The wrecking of Cizre is a testament to what Turkey is willing to do in its pursuit of a military solution to demands for Kurdish autonomy, yet I saw similar determination from militants, from behind urban barricades built from ripped-up paving stones in Nusaybin. The town is located on the border, adjacent to Qamishli, Rojava's capital, and its young rebels looked to Syria’s Kurds for their inspiration.
In the neighbourhoods gripped by rebellion, a system of sheets was strung up to provide cover from snipers, trenches were dug and a labyrinth of street barricades erected. Turkish drones watched from above, while Kurdish fighters reinforced defences and planned hit and run attacks on military and police.
“We are not fighting to replace the Turkish State; we are fighting for rights and recognition,” a PKK commander told me there. “It’s OK if there are Turkish soldiers on the border, but not their police in our streets.”
Within two months, the neighbourhoods had been raised to the ground after a sustained Turkish assault.
The example set by Syrian Kurds when they had liberated their territory from both government control and ISIS was a powerful symbol for their counterparts in Turkey after the implosion of the peace process. As the YPG’s advanced in Aleppo’s countryside in 2016 under Russian air power, as they captured swathes of territory from the Turkish-backed Free Syrian Army, it was a time of both terror and optimism for them.
In Diyarbakir’s bustling streets, where Turkish military bases and barracks carve out chunks of downtown, it was impossible then to ignore the Turkish water cannon trucks constantly patrolling, watching residents with suspicion.
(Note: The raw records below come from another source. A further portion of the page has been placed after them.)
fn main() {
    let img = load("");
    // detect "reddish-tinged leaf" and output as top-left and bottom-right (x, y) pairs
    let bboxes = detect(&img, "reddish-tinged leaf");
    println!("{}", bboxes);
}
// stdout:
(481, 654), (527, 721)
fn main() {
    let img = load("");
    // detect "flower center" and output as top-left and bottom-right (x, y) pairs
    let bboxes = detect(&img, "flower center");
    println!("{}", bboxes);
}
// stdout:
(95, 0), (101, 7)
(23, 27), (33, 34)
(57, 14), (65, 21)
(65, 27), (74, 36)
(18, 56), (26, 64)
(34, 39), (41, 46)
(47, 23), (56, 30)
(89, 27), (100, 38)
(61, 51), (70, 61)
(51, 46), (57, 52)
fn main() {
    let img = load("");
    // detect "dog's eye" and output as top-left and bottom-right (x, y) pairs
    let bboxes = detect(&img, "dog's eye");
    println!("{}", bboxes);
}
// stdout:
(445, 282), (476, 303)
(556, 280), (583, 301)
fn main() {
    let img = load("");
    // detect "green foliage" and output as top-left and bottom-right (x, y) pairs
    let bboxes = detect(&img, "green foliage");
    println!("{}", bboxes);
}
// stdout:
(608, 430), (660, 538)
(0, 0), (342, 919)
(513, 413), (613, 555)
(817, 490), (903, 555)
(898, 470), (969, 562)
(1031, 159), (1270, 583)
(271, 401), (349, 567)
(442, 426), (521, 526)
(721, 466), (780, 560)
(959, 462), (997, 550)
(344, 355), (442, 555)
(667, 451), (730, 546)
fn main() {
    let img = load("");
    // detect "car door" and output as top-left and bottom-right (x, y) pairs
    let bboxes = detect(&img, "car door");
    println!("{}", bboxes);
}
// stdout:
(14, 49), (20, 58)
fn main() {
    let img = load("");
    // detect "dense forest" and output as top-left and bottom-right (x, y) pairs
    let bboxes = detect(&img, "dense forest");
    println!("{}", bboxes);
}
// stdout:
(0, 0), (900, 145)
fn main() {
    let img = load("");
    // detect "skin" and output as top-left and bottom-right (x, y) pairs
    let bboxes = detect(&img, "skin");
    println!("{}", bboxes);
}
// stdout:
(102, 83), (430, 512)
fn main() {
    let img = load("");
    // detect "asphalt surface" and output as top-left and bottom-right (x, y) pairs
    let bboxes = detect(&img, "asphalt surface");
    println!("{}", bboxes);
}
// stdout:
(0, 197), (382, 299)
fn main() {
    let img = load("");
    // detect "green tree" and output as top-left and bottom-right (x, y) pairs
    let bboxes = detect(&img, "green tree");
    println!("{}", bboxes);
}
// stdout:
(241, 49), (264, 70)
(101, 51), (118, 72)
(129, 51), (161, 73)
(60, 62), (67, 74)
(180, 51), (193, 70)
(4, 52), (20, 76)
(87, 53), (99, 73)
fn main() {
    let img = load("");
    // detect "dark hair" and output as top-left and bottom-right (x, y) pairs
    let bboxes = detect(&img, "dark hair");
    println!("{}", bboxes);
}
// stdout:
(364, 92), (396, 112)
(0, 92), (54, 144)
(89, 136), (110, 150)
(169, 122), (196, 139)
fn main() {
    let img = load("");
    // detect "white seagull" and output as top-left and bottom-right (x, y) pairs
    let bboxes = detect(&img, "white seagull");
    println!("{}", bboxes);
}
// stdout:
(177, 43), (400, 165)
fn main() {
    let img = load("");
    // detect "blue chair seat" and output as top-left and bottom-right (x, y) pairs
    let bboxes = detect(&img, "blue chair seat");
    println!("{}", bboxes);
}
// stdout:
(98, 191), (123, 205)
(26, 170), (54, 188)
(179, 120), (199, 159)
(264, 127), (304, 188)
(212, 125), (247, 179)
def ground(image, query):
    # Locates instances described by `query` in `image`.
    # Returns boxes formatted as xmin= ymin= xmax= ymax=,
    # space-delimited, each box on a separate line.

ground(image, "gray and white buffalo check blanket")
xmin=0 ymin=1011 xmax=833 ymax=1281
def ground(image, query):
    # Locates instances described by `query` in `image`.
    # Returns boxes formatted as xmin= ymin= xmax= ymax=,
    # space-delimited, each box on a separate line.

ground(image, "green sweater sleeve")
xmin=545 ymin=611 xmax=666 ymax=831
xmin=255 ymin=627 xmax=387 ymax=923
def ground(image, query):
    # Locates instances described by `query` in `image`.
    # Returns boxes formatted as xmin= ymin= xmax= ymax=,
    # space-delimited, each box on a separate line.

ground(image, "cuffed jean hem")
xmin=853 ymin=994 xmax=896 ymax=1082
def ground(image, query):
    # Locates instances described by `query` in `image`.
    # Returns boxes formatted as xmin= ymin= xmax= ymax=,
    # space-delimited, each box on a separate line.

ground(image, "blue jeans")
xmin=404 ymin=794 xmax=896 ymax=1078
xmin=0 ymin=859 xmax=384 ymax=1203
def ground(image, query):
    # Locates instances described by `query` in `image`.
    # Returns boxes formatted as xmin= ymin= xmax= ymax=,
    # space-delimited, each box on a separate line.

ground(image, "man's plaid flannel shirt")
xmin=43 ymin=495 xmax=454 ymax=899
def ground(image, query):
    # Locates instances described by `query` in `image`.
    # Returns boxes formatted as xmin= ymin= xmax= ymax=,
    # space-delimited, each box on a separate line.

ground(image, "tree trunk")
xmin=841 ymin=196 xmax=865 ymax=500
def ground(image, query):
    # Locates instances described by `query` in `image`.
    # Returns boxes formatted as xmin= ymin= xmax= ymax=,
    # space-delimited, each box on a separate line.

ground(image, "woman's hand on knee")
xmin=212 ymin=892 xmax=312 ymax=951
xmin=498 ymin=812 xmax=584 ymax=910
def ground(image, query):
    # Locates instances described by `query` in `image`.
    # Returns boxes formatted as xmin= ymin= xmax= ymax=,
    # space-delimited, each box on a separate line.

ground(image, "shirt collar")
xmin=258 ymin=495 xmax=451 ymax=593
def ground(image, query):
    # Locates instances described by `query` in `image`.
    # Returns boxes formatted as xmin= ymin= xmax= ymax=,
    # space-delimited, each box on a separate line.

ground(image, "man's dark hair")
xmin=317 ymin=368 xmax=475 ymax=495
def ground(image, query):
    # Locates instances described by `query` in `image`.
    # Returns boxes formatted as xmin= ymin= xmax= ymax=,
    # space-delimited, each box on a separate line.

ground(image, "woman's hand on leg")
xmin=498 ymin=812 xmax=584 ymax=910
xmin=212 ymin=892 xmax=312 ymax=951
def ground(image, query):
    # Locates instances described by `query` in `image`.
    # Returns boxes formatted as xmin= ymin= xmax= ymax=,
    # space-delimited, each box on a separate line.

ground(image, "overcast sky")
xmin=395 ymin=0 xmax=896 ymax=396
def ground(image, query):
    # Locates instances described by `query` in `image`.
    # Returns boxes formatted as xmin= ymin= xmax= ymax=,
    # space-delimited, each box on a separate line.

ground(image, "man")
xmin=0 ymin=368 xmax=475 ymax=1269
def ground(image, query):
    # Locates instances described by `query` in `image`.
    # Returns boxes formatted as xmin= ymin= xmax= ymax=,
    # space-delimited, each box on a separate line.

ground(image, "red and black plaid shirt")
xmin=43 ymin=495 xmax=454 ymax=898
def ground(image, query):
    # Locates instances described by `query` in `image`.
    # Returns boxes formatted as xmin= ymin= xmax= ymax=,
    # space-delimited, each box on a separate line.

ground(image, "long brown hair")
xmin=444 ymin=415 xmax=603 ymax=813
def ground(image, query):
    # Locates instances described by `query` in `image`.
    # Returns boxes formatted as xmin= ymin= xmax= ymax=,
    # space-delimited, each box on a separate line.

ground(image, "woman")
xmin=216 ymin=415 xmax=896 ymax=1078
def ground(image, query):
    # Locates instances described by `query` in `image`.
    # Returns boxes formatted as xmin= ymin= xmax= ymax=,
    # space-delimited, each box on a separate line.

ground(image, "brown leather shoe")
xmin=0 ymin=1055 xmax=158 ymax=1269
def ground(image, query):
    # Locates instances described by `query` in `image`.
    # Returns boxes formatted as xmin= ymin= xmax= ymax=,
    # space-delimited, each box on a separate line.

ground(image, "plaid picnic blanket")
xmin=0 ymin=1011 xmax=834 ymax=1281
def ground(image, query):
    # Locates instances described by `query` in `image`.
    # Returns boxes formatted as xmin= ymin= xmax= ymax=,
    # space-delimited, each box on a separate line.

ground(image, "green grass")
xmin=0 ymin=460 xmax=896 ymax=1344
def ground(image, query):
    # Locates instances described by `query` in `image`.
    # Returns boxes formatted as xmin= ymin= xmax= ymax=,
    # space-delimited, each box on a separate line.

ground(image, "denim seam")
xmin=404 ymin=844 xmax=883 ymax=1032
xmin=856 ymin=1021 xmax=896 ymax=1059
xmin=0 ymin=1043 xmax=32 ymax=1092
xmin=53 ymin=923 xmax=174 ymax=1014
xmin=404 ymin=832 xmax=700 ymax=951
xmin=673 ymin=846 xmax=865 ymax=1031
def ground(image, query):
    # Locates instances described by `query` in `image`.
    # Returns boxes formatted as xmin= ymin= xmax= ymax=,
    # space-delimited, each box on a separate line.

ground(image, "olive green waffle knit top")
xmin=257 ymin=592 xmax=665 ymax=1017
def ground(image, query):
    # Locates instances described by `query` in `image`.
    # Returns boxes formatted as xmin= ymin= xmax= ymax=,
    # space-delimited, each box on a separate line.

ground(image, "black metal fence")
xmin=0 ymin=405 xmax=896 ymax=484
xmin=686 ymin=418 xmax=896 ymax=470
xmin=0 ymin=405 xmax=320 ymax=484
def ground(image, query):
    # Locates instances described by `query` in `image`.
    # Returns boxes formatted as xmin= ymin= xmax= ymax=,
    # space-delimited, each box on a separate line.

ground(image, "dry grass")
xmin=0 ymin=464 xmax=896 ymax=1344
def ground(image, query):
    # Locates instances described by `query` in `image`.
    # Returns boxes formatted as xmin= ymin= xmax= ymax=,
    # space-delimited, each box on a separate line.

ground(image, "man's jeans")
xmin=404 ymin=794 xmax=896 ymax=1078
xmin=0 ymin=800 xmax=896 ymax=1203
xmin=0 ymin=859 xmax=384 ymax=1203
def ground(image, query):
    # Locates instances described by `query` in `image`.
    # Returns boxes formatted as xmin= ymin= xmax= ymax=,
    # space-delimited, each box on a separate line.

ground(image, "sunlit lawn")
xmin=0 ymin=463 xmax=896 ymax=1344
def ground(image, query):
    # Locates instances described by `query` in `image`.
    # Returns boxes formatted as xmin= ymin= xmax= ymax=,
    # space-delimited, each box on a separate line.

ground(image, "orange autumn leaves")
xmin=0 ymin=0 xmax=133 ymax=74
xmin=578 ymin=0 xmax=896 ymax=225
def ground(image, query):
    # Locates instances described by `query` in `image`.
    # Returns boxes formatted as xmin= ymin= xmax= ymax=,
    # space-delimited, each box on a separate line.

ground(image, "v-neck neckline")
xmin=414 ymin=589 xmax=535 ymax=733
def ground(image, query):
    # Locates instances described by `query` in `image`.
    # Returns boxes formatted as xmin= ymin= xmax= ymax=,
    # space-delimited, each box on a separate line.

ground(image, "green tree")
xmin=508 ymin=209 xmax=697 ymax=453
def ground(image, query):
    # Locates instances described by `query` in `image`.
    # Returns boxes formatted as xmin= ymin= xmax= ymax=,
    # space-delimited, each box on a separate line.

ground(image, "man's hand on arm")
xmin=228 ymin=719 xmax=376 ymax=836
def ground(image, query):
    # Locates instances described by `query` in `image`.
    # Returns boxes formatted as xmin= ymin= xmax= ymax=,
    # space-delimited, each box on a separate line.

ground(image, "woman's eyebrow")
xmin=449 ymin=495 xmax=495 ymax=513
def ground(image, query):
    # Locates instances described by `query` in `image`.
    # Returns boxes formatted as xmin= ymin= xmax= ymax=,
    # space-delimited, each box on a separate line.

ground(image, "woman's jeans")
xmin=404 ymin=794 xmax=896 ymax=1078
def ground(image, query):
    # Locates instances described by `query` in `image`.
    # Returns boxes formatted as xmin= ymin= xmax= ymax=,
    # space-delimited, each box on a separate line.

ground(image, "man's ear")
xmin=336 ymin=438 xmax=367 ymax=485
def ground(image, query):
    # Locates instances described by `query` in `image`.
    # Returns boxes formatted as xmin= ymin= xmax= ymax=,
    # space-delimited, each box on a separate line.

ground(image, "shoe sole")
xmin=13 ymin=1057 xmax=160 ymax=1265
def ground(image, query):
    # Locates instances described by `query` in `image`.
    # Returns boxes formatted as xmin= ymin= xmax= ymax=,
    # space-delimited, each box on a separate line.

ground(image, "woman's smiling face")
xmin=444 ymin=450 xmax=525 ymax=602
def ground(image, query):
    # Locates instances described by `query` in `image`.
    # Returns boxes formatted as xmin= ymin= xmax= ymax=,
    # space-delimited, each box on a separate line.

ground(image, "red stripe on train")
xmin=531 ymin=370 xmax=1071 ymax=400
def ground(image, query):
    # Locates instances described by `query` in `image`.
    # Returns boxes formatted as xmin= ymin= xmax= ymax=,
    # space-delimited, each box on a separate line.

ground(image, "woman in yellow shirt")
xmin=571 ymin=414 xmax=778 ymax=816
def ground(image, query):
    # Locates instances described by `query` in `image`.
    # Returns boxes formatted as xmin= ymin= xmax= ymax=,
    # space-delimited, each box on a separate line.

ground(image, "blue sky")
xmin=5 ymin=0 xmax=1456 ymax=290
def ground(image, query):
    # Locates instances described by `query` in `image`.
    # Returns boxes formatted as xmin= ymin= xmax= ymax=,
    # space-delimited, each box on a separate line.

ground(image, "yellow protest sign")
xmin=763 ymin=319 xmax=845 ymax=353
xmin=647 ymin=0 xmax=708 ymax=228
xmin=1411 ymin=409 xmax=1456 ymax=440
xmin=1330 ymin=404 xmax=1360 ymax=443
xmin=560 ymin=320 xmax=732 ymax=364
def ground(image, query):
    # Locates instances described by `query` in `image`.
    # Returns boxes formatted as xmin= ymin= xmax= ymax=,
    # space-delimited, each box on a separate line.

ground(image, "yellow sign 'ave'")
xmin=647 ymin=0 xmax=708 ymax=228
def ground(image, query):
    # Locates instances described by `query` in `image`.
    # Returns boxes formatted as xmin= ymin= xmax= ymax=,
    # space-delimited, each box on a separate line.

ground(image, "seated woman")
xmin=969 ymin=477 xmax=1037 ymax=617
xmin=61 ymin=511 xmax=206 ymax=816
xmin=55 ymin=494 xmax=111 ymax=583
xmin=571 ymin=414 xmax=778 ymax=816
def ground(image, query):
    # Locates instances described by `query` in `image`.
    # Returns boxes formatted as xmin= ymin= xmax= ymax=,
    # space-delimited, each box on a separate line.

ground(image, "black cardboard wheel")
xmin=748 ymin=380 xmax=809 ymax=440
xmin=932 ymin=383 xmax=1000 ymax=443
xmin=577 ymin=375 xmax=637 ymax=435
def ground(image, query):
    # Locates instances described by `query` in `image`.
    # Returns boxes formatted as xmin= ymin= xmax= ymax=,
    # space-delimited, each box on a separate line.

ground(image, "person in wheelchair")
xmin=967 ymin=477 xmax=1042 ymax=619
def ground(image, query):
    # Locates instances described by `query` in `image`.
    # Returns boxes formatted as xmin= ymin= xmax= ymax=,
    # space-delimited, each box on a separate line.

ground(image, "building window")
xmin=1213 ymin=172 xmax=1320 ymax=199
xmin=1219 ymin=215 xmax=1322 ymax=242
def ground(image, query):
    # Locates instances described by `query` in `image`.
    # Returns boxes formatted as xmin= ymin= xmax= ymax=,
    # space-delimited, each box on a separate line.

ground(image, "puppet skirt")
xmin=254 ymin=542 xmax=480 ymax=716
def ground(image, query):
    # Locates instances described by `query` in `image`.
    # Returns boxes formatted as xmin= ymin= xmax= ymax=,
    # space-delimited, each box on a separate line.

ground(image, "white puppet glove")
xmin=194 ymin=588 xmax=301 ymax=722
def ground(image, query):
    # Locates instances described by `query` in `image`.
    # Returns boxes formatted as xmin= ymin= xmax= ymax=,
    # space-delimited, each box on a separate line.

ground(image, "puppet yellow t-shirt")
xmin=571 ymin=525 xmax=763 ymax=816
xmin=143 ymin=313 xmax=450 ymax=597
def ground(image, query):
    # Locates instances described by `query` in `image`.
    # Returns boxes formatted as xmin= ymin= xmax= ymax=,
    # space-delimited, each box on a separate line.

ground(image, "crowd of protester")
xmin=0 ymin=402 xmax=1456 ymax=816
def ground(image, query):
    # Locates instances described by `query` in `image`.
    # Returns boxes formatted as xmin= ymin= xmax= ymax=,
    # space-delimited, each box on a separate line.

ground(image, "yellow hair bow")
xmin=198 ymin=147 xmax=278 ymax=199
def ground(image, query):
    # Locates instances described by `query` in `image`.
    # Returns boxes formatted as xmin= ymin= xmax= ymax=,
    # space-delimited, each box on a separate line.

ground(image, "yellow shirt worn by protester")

Protests calling for an end to military and police domination were violently swept off the streets, pushing young Kurds to see a future in the democratic experiment being tested over the border in Rojava rather than in talks with Ankara. The historic old city of Sur, which had been gripped by armed revolt, was, like Cizre and Nusaybin, engulfed in a war with the state.
Despite defeats, the conflict continues to simmer four years on and the discontent of Turkey’s Kurds persists. The Syria operation has already claimed some of the Kurdish-controlled border territory and forced the YPG to partner with the Syrian government, putting an end to Kurdish self-emancipated local rule.